Eine erfolgreiche Reise zu den Menschen, die Hilfe brauchen

Esra war unter den ersten, die an der Ausbildung zur Servicehelferin im Sozial- und Gesundheitswesen teilgenommen hat. Das war von 2007 bis 2009. Heute ist die selbstbewusste 26-Jährige freiberuflich als medizinische Masseurin und als Dozentin im Rahmen der Servicehelfer-Ausbildung tätig.

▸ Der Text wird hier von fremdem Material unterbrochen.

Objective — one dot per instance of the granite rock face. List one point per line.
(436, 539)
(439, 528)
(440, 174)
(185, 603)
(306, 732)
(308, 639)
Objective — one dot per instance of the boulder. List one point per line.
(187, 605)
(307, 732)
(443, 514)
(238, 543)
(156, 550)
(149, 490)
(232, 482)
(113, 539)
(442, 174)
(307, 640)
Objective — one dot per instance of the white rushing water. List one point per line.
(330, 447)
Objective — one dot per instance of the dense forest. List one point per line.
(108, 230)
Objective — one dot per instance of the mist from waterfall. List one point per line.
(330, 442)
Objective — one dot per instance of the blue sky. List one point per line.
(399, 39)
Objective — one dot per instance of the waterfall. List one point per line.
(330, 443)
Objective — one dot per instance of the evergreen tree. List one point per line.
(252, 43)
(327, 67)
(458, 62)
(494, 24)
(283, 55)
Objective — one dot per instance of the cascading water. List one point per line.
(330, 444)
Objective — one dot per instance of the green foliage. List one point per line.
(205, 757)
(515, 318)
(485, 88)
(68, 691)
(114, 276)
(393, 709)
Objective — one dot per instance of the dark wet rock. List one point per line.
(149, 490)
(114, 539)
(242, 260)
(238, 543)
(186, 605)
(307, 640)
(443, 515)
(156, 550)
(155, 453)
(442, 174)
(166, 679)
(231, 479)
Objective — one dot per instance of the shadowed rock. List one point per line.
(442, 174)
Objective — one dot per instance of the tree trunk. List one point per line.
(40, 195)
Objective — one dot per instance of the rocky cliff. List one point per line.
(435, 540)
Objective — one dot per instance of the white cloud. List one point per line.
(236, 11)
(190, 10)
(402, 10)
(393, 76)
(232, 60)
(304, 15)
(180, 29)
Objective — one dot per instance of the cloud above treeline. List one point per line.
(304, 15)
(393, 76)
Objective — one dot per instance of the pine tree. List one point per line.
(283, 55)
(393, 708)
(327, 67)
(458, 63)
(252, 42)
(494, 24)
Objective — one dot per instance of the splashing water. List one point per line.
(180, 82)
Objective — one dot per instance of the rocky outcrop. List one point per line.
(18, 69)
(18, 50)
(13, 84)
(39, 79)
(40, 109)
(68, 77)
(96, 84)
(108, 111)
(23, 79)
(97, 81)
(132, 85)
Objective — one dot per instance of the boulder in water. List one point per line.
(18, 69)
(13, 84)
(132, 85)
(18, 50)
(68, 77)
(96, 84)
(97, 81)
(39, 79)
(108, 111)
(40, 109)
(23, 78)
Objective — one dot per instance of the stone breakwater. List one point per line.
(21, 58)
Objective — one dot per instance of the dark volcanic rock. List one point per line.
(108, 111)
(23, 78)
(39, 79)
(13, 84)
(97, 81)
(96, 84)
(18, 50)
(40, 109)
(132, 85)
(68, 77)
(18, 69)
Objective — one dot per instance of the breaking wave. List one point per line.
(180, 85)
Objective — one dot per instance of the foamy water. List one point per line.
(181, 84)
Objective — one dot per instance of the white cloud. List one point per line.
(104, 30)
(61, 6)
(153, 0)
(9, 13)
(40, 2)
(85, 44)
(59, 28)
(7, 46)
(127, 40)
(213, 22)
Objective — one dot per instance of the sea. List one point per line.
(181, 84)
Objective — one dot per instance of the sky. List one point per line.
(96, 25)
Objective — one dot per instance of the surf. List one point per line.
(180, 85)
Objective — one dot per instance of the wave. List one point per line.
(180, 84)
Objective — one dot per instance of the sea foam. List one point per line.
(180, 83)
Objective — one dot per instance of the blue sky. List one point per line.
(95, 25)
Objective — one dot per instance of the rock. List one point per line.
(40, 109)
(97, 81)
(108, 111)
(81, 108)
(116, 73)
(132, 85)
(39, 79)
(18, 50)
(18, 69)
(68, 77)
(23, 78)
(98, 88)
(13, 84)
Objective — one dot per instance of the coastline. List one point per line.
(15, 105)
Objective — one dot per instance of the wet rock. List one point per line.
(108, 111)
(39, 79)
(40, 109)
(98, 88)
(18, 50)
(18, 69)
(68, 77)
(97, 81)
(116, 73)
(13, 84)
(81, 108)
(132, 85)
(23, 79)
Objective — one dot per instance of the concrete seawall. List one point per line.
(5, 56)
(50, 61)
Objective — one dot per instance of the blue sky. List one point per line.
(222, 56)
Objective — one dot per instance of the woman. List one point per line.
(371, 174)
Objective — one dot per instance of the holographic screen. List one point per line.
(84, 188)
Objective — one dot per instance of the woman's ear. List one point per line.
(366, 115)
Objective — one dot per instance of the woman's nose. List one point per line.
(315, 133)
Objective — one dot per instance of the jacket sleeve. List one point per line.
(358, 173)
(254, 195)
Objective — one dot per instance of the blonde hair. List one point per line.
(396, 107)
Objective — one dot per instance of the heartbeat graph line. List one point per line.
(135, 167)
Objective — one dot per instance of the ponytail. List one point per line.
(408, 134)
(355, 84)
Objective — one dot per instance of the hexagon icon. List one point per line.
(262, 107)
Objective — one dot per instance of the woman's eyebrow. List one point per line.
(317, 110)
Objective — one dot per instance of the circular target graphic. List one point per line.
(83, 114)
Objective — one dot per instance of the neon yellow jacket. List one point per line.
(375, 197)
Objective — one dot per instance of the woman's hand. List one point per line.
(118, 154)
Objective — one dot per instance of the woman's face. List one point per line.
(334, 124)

Im sozialen Bereich beschäftigt zu sein, konnte sich Esra vor ihrer Servicehelfer-Ausbildung nicht vorstellen. Doch ihre Ausbildung wird eine Reise, die ihr zeigt, dass sie sich bei der Arbeit mit Menschen wohlfühlt und dass es ihr gefällt, Menschen zu unterstützen, die auf Hilfe angewiesen sind. Drei Jahre ist sie nach ihrem Abschluss als Therapieassistentin im Robert-Bosch-Krankenhaus, bevor sie sich dazu entscheidet, eine weitere Ausbildung als medizinische Masseurin anzuschließen. Das war jedoch nicht die einzige berufliche Veränderung für Esra. Durch eine Werbeaktion für die Servicehelfer-Ausbildung trifft sie die Leiterin des Bildungszentrums Wohlfahrtswerk, Ute Schienmann – wenige Monate später steht Esra als Dozentin vor ihrer ersten Servicehelfer-Klasse.

Selbstbewusstsein, Strenge und Durchsetzungsvermögen – das sind die Eigenschaften, die für ihre tägliche Tätigkeit als Dozentin wichtig sind. Aber eben auch die Fähigkeit Inhalte strukturiert auf- und vorzubereiten, um sie verständlich vermitteln zu können und um auf Fragen vorbereitet zu sein. „Dass ich während meiner Ausbildungszeit viele Präsentationen halten und diszipliniert lernen und arbeiten musste, davon profitiere ich jetzt sehr“, ist Esra überzeugt. Mithilfe der beruflichen Erfahrung als medizinische Masseurin kann sie den Auszubildenden Themen wie „Feinmotorik und Koordination“ oder „Bewegungsspiele“ praxisorientiert näher bringen.

Schon während ihrer eigenen Ausbildung hat Esra gerne ihren Mitschülern geholfen, sie motiviert durchzuhalten, um die Ausbildung abzuschließen. Bei ihrer jetzigen Arbeit als Dozentin liegt ihr das besonders am Herzen: „Ich freue mich, wenn ich mein Wissen weitergeben kann und ich sehe, dass meine Schüler davon profitieren.“

Auch wenn sie zu Beginn ihrer Ausbildung der Arbeit im sozialen Bereich mit Skepsis gegenüber gestanden hatte und sich damals nicht vorstellen konnte in einem Krankenhaus zu arbeiten, ist sie heute sehr glücklich über ihre damalige Entscheidung, „schließlich kann nicht jeder mit seinem Beruf den Menschen ein Lächeln auf das Gesicht zaubern.“ Esra ist angekommen – angekommen bei dem, was sie macht. Deshalb möchte sie sich erst einmal auf ihre Arbeit als medizinische Masseurin und Dozentin konzentrieren, bevor sie über weitere Karriereschritte nachdenkt.